Maar de volgende nacht werd ik wakker door een vreemd geraas. Buiten loeide een storm, plotseling opgestoken. In de vooravond nog prachtig, rustig weer en nu, tegen twee uur ’s nachts bulderde een orkaan die het hotel op z’n grondvesten deed trillen, telkens als de wind met groot geweld weer aan kwam razen. Onophoudelijk beukte de storm tegen de huizen op, dakpannen kletterden omlaag en daartusschendoor klonk het gerinkel van brekend glas. Noodweer was het. Tegen de ochtend zakte het geweld en ’s avonds was het zelfs weer windstil.

Hoog in de heldere nacht stond de volle maan. Ideaal vliegweer. En inderdaad, tegen 10 uur ’s avonds begon weer het geweld. Maar nu was het niet de storm die aan kwam loeien, nu waren het de Engelschen. Heftig schoot het afweergeschut, heldere, nadreunende slagen, en daar tusschen door klinken plotseling doffe ontploffingen. Bommen! Eindhoven wordt gebombardeerd. Ja, daar loeien de sirenes al. Luchtalarm! Laag razen de machines over de stad, schoten klinken aan alle kanten. Dan opeens een harde knal, vlakbij op straat. Een stuk granaat spat uiteen op het pleintje voor het hotel. Dat scheelde dus niet veel. Een half uur ongeveer duurt het, dan is het gevaar voorloopig geweken.
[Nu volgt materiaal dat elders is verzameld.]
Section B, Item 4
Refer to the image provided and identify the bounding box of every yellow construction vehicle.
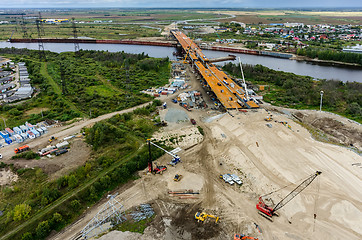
[195,212,219,223]
[173,174,182,182]
[264,115,273,122]
[48,136,58,143]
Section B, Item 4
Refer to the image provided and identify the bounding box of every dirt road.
[0,102,151,163]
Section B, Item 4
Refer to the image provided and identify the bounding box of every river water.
[0,42,362,83]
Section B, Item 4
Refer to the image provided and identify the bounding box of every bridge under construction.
[171,31,259,110]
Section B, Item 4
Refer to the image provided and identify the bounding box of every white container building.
[13,127,23,134]
[14,134,24,143]
[19,125,29,133]
[20,133,28,140]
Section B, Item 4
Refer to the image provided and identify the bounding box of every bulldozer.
[195,212,219,223]
[173,174,182,182]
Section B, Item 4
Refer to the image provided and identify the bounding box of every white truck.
[228,174,243,185]
[220,174,234,185]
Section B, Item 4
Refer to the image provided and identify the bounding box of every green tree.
[35,221,50,238]
[13,203,31,221]
[70,199,80,211]
[21,232,34,240]
[68,175,78,188]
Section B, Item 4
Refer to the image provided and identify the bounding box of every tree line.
[0,101,164,240]
[297,47,362,65]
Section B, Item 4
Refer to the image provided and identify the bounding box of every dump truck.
[14,145,30,153]
[219,174,234,185]
[228,174,243,185]
[173,174,182,182]
[234,234,258,240]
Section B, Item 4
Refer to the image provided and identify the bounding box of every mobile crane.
[147,139,181,173]
[256,171,322,221]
Ik maak aanstalten om naar bed te gaan, maar nauwelijks ben ik boven of opnieuw loeien de sirenes. Weer luchtalarm. Van vlakbij klinkt nu het af weergeschut, snel achter elkaar en weer doen de bominslagen de grond trillen en de ruiten rinkelen. Hoog in de lucht hoor ik nu ook mitrailleurs ratelen en schoten uit een snel vurend kanon, telkens weer. Het zijn de Engelschen in hun ‘vliegende forten’, de schrik van de Duitsche jagers. Als wanhopig schiet het zware afweergeschut op de gevreesde vijand, maar het geeft niets. Rustig draait de Engelschman boven zijn doel en deponeert zijn bommen. Pas als hij uit zicht is verdwenen, komen weer de Duitsche jagers. Met daverend geraas brullen ze laag over de stad heen, telkens weer, met veel bravour. Maar de vijand keert terug, weer dreunt het geschut en opnieuw klinken de doffe ontploffingen van de bominslagen. Ze trekken er flink op los vannacht!
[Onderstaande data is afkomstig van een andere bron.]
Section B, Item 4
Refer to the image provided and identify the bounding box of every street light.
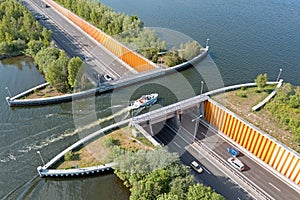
[37,151,45,165]
[200,81,204,94]
[5,87,11,97]
[276,68,282,82]
[205,38,209,48]
[192,115,203,140]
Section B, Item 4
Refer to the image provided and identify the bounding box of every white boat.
[132,93,158,109]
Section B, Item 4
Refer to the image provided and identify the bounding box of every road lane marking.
[174,142,181,149]
[269,182,281,192]
[202,166,211,174]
Ik kruip toch maar onder de wol en probeer te slapen. Maar ik lig nog geen half uur in bed of het hotel raakt in rep en roer. Menschen draven op de gang heen en weer en dan wordt er op m’n deur gebonsd. We moeten eruit, het hotel is gevorderd door de Duitsche weermacht en moet direct ontruimd worden. Bevel van den Ortskommandant. Ik kleed me aan en pak m’n koffer. Beneden in het restaurant vond ik de andere gasten bijeen om de leestafel, in afwachting van wat gebeuren zou.

Hotel Atlanta

Na eenige tijd werd uit Hotel Atlanta opgebeld dat daar nog plaats was voor vier personen. Het signaal veilig had juist geklonken, ik kon dus zonder bezwaar de straat op, maar nu dreigde er weer uit een andere hoek gevaar. Het was intusschen over twaalven geworden en na het middernachtelijke uur mag niemand zich meer buiten bevinden. Ik heb het er toch maar op gewaagd. Met mijn koffer in de hand holde ik door de uitgestorven, maanverlichte straten en ben zonder incidenten in Atlanta aangekomen. Ook hier zat nog een groote kring gasten rondom de leestafel. Aan slapen viel voorloopig niet te denken.
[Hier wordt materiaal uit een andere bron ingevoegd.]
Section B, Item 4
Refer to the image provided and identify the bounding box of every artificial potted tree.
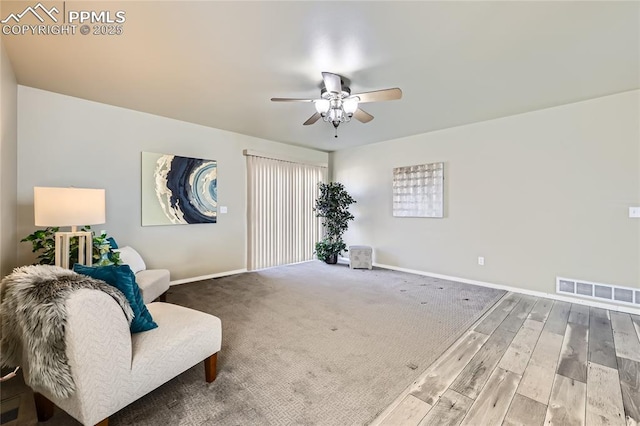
[314,182,356,264]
Voor de derde keer hadden de sirenes geloeid en weer klonken van vlakbij de bominslagen en het verwoede gedreun van het geschut. Opnieuw raasden de vliegtuigen laag over de stad heen. Ik bleef dus nog liever maar wat opzitten beneden. Het was er wel zoo gezellig hier. Niettegenstaande buiten onophoudelijk de slagen dreunden deed men of er niets aan de hand was en het geanimeerde gesprek ging ongestoord verder.

Met belangstelling heb ik geluisterd. Geroutineerde vertellers als ze zijn die handelsreizigers, konden ze zoo smakelijk hun verhalen doen. Voordat ik het wist was het twee uur. Toen besloot ik die nacht voor de tweede keer om naar bed te gaan. Het veilig signaal had inmiddels geklonken en nu voorgoed. Ongestoord heb ik de rest van de nacht kunnen slapen.

Toen ik eenige tijd later dezelfde reis maakte, was het nog nacht toen we in Waardenburg aankwamen, maar hoog aan de hemel stond gelukkig een heldere maan, die de wijde watervlakte van de Waal zilverachtig deed glinsteren. De rivier was nu sterk gewassen, het water stond weer van dijk tot dijk. In het donker voeren we over in het zwaarbelaste pontje. In het Oosten begon net de nieuwe dag te gloren.